Diabetes…in pets? Sure! It can happen!
Diabetes is one of those diseases that doesn’t just happen overnight. It creeps up on your pet slowly. Pets have a way of hiding their symptoms, hiding that they don’t feel good. Suddenly, you notice certain changes in your pet. You start thinking about it, put two and two together….
Or, as in the case of my 11 year old cat, the changes I was seeing I attributed to stress in the home. Plus, being a multi-cat home, it’s not always easy to see who is eating or drinking, who’s peeing and pooping….
In February, my oldest cat passed away after a battle with kidney failure. My focus had been on nursing her for a month. My other cat, 10 at the time, never cared for her housemate, but she felt my stress. Felt my stress and grief when the older cat passed. Then I bring home a new cat…more stress! A couple months later, a playmate for the new cat…more stress!! The changes I finally noticed-hiding more, unkempt appearance, weight loss (she’d not been overweight, but I noticed in picking her up that she felt lighter) I’d attributed to stress. I finally took a good, long look at my now 11 year old cat and said, “You’re going to the vet.”

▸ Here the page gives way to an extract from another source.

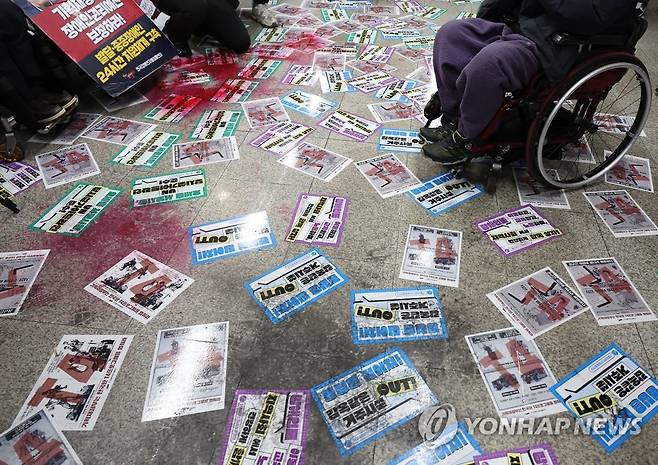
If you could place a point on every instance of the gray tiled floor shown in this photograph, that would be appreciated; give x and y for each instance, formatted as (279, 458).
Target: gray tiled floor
(315, 344)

My cat, Reina, had had senior blood work in the late fall (5-6 mos prior), and it was normal. I was expecting a kidney or thyroid issue. We did a CBC (complete blood count), Chemistry Profile (liver, kidneys, pancreas, heart, etc), thyroid, and urinalysis.
I was shocked when her urine was positive for glucose. My poor girl was likely a diabetic. We confirmed it with a test called Fructosamine, which gives an average of the blood sugar over the previous several weeks. It was high. Diagnosis confirmed. Luckily, her remaining blood work was all normal, and I was able to change her to a diabetic diet and start her insulin.

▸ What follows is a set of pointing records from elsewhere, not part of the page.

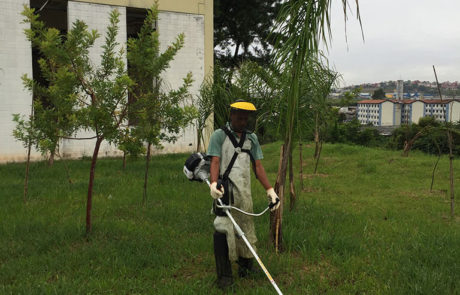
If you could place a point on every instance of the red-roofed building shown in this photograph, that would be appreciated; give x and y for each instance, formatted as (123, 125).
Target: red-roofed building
(382, 112)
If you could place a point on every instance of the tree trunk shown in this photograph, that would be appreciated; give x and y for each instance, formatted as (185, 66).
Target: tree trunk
(301, 166)
(451, 172)
(89, 201)
(51, 158)
(292, 195)
(26, 178)
(198, 135)
(147, 161)
(434, 168)
(316, 137)
(124, 160)
(318, 156)
(276, 217)
(66, 167)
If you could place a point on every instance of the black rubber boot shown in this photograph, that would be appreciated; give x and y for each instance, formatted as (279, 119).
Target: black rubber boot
(223, 265)
(246, 267)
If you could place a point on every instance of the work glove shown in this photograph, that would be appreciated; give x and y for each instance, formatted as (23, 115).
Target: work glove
(272, 198)
(216, 193)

Just because I’m a technician, it doesn’t mean that treating my diabetic cat has been easy. The cat controls the house and routine. I switched her from a dental diet to a prescription diabetic diet that’s lower in carbs, which luckily, all of my cats like and will eat. I’ve had to try to go to semi-meal feeding my cats to control when Reina eats so I can give her her insulin appropriately (she refuses to eat in the morning on my schedule!). I’ve had to check blood work on her every 6-8 weeks to make sure her sugar levels are okay. She did well for awhile, until we’ve recently had to adjust her again.
Most (but not all) diabetic animals start out overweight, so owners may notice weight loss. Diabetic animals also may drink more and urinate more. Cats, especially, may hide more, lose interest in grooming themselves. It’s easy to miss, especially in a multi-cat home.
Diabetes is usually a lifelong issue. With a diet change and insulin, most become regulated and do well with periodic blood work. That blood work may include a day long stay for a glucose curve (we check blood sugars during the day-this can also be done at home if you are comfortable with it and want to purchase the machine), Fructosamine as mentioned above, and chemistry profiles to monitor other organs. Urine samples are also checked routinely for glucose and ketones (chemical made in the liver that’s released when the body doesn’t have enough insulin-can signal a very serious complication of diabetes). Diabetic pets are also more susceptible to infections such as urinary tract infections.
Believe it or not, most diabetic pets accept the insulin injections without fuss (very tiny needle). It’s often harder on the pet parent than the pet, with careful diet schedules (including fewer treats), giving the right amount of insulin at the right times, frequent veterinary visits. Diabetes is also not cheap to treat, between food, insulin, syringes, and vet visits. Since becoming the pet parent of a diabetic cat, I have a whole new respect for other pet parents going through the same thing!
The take home message is to watch your pets carefully for any changes in habit, diet, behavior, potty habits, weight. Make sure to visit your veterinarian at least yearly, or twice yearly for pets over 7 years of age. Older pets should have blood work and a urinalysis at least yearly. Be prepared for the unexpected.
Diabetic pets can live many happy years with careful monitoring and proper diet and insulin. Be sure to follow your veterinarian’s advice and visit schedule for your diabetic pet.